Required DNS Records (MX, SPF, DKIM, DMARC)

To activate your domain, TrekMail looks for four key DNS records. You’ll copy the exact values from your dashboard into your DNS provider — and we’ll show you what’s missing if anything doesn’t match.

Who this is for

• System administrators configuring DNS.
• Users troubleshooting delivery issues or "Red" DNS status.

The four pillars of email DNS

1. MX Record (Receiving Mail)

Host: @ (or your domain root) Value: mail.trekmail.net Priority: 10

This redirects incoming email to our servers.

• Common Mistake: Leaving old MX records (like Google or GoDaddy) alongside the TrekMail one. This splits your mail and causes lost messages. Remove all other MX records.

2. SPF Record (Authorized Senders)

Host: @ Required Include: include:spf.trekmail.net

SPF (Sender Policy Framework) is a whitelist of IPs allowed to send as you.

• If you have no SPF record: Create a TXT record with v=spf1 include:spf.trekmail.net -all.
• If you already have SPF: Edit your existing record to add our include.
  • Bad: Two separate TXT records.
  • Good: v=spf1 include:spf.google.com include:spf.trekmail.net -all.

Note on SPF Failures: If you see SPF failures in DMARC reports but DKIM passes, this is often normal. It typically means mail was forwarded (e.g., Gmail auto-forwarding) or passed through a security gateway. DMARC should still pass via DKIM alignment. Only investigate if both SPF and DKIM fail.

3. DKIM Record (Digital Signature)

Host: dkim._domainkey Value: (Unique long string starting with v=DKIM1...)

DKIM (DomainKeys Identified Mail) proves the email hasn't been tampered with.

• Provisioning: If the value says "Generating...", click Verify DNS and wait a moment.
• Formatting: Some DNS providers (like Route53) want the value split into quotes; most just want the full string. Paste it exactly as shown.

4. DMARC Record (Policy Enforcement)

Host: _dmarc Value: v=DMARC1; p=quarantine; rua=mailto:dmarc@trekmail.net

DMARC ties SPF and DKIM together.

• Policies (p):
  • none: Watch mode. (Good for starting).
  • quarantine: Put failing mail in Spam. (Recommended).
  • reject: Bounce failing mail. (Advanced, strictest).
• TrekMail's Check: We look for any valid v=DMARC1 record. You are free to customize tags like rua (reporting address) as you see fit.

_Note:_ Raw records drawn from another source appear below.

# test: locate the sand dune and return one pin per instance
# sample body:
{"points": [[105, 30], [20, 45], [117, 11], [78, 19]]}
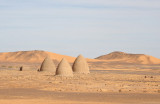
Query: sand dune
{"points": [[31, 56], [130, 58]]}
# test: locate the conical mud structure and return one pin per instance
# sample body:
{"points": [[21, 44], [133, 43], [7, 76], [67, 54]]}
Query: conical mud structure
{"points": [[80, 65], [48, 65], [64, 69]]}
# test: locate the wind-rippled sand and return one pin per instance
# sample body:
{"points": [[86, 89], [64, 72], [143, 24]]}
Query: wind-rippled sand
{"points": [[100, 86]]}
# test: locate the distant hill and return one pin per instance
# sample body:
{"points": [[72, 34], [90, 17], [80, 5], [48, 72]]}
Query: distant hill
{"points": [[129, 58], [35, 56]]}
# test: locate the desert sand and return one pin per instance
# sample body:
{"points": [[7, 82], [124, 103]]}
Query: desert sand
{"points": [[109, 82]]}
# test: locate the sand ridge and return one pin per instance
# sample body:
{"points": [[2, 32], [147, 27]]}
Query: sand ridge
{"points": [[129, 58]]}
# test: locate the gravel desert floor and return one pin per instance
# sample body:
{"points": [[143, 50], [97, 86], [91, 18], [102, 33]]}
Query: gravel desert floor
{"points": [[119, 86]]}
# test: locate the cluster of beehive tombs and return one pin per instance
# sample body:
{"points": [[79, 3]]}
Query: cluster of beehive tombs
{"points": [[64, 68]]}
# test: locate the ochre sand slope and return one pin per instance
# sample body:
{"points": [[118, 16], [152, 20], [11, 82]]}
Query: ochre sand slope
{"points": [[130, 58], [32, 56]]}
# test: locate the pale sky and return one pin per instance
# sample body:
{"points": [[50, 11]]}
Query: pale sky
{"points": [[88, 27]]}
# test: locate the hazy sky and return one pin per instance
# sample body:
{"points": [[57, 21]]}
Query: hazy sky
{"points": [[89, 27]]}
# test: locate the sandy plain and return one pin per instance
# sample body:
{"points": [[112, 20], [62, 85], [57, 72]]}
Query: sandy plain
{"points": [[101, 86]]}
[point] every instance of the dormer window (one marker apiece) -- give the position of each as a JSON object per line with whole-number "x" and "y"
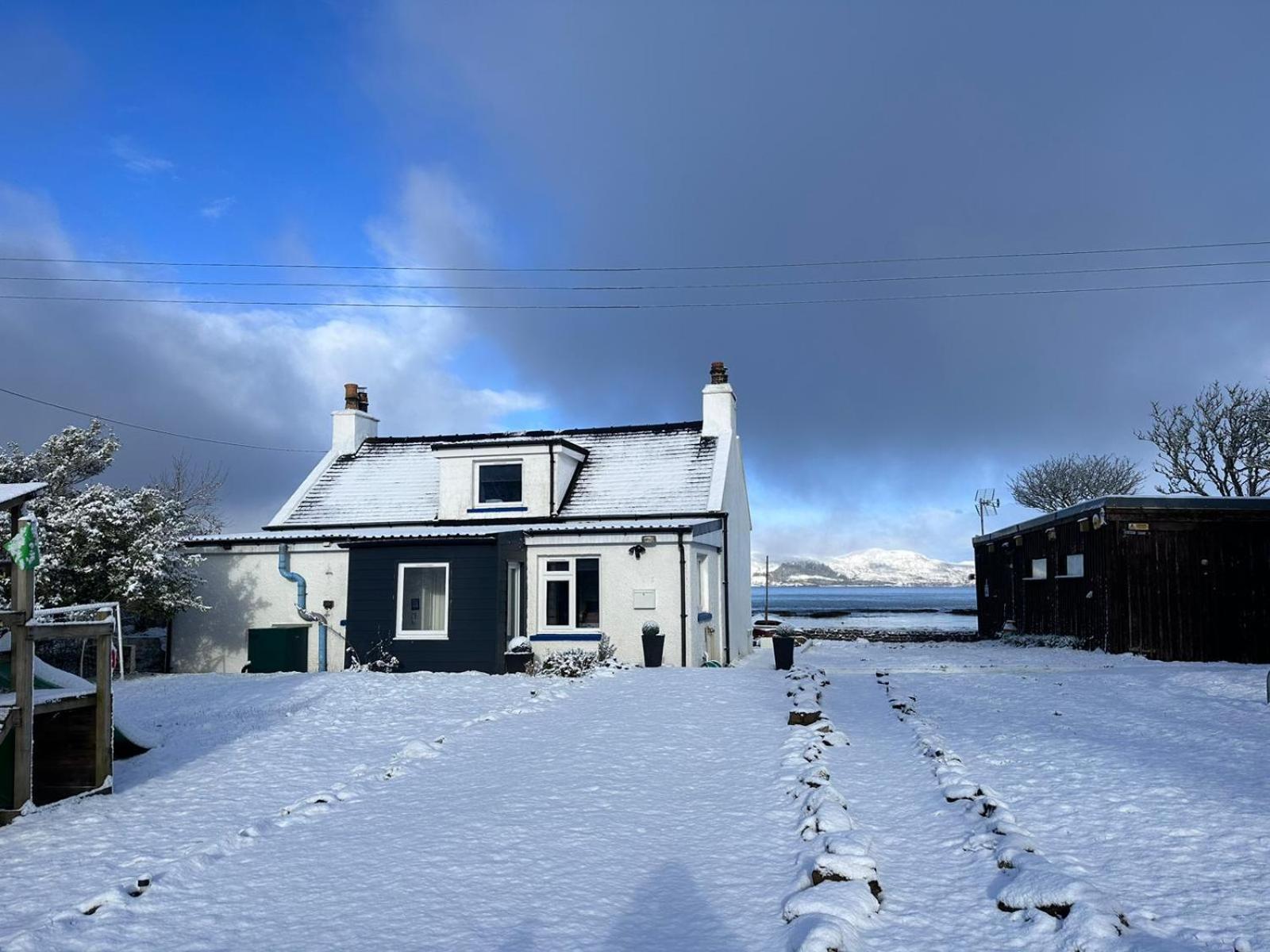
{"x": 498, "y": 484}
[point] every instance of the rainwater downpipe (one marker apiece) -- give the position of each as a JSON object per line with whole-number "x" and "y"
{"x": 302, "y": 603}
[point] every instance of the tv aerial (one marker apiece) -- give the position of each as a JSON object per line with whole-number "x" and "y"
{"x": 986, "y": 503}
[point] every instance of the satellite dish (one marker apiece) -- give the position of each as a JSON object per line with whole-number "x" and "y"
{"x": 986, "y": 503}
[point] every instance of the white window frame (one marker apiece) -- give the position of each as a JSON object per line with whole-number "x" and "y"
{"x": 476, "y": 469}
{"x": 441, "y": 634}
{"x": 572, "y": 577}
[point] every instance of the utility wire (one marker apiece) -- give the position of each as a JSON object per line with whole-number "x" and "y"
{"x": 156, "y": 429}
{"x": 717, "y": 286}
{"x": 645, "y": 306}
{"x": 641, "y": 268}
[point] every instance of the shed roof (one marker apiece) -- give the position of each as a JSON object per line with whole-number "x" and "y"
{"x": 1172, "y": 505}
{"x": 17, "y": 493}
{"x": 634, "y": 471}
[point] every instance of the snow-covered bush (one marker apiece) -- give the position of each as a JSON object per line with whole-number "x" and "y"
{"x": 577, "y": 662}
{"x": 107, "y": 543}
{"x": 379, "y": 659}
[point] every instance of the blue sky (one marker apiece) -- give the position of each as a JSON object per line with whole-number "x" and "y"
{"x": 556, "y": 135}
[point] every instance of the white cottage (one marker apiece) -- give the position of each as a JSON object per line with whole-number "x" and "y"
{"x": 441, "y": 550}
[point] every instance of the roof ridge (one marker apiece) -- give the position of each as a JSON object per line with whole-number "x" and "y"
{"x": 543, "y": 435}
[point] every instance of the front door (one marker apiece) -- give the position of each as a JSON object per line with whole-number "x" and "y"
{"x": 283, "y": 649}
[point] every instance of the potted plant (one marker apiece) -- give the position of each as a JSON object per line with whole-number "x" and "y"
{"x": 766, "y": 625}
{"x": 518, "y": 655}
{"x": 653, "y": 644}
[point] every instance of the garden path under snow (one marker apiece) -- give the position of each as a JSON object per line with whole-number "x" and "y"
{"x": 651, "y": 810}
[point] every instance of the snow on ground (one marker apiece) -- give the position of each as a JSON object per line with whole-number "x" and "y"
{"x": 1142, "y": 780}
{"x": 671, "y": 809}
{"x": 632, "y": 812}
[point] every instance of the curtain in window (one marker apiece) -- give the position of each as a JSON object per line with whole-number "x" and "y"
{"x": 423, "y": 596}
{"x": 587, "y": 573}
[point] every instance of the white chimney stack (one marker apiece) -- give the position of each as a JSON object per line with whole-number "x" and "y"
{"x": 718, "y": 404}
{"x": 352, "y": 425}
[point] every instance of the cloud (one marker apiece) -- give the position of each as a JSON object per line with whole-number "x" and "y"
{"x": 135, "y": 159}
{"x": 436, "y": 224}
{"x": 217, "y": 207}
{"x": 254, "y": 376}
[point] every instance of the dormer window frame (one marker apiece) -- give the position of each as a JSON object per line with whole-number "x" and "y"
{"x": 518, "y": 505}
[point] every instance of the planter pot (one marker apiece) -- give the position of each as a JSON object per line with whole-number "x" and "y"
{"x": 518, "y": 662}
{"x": 783, "y": 651}
{"x": 653, "y": 645}
{"x": 764, "y": 628}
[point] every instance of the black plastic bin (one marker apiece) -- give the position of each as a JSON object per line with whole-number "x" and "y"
{"x": 783, "y": 649}
{"x": 653, "y": 645}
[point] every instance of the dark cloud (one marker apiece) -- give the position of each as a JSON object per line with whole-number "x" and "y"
{"x": 671, "y": 133}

5. Advanced Deliverability (Recommended)

While not strictly required for basic flow, we recommend adding these records to improve security and deliverability reporting. Read the full guide on Recommended Records.

TLS Reporting (TLS-RPT)

Host: _smtp._tls Value: v=TLSRPTv1; rua=mailto:tlsrpt@trekmail.net

• Purpose: Allows other mail servers to report encryption failures when connecting to your domain.

MTA-STS

MTA-STS Policy (TXT): Host: _mta-sts Value: v=STSv1; id=<auto-assigned> (TrekMail sets the ID automatically — copy the exact value from your dashboard)

MTA-STS CNAME: Host: mta-sts Value: mta-sts.trekmail.net

• Purpose: Enforces strict TLS encryption for incoming mail, preventing downgrade attacks.

Common mistakes & quick fixes

• Symptom: SPF status is "Conflict".
  • Fix: Check for multiple TXT records starting with v=spf1. You can only have one.
• Symptom: DNS changes aren't showing up.
  • Likely Cause: TTL (Time To Live). If your old records had a TTL of 1 hour, it might take 1 hour for validators to see the change. TrekMail tries to bypass cache, but global propagation takes time.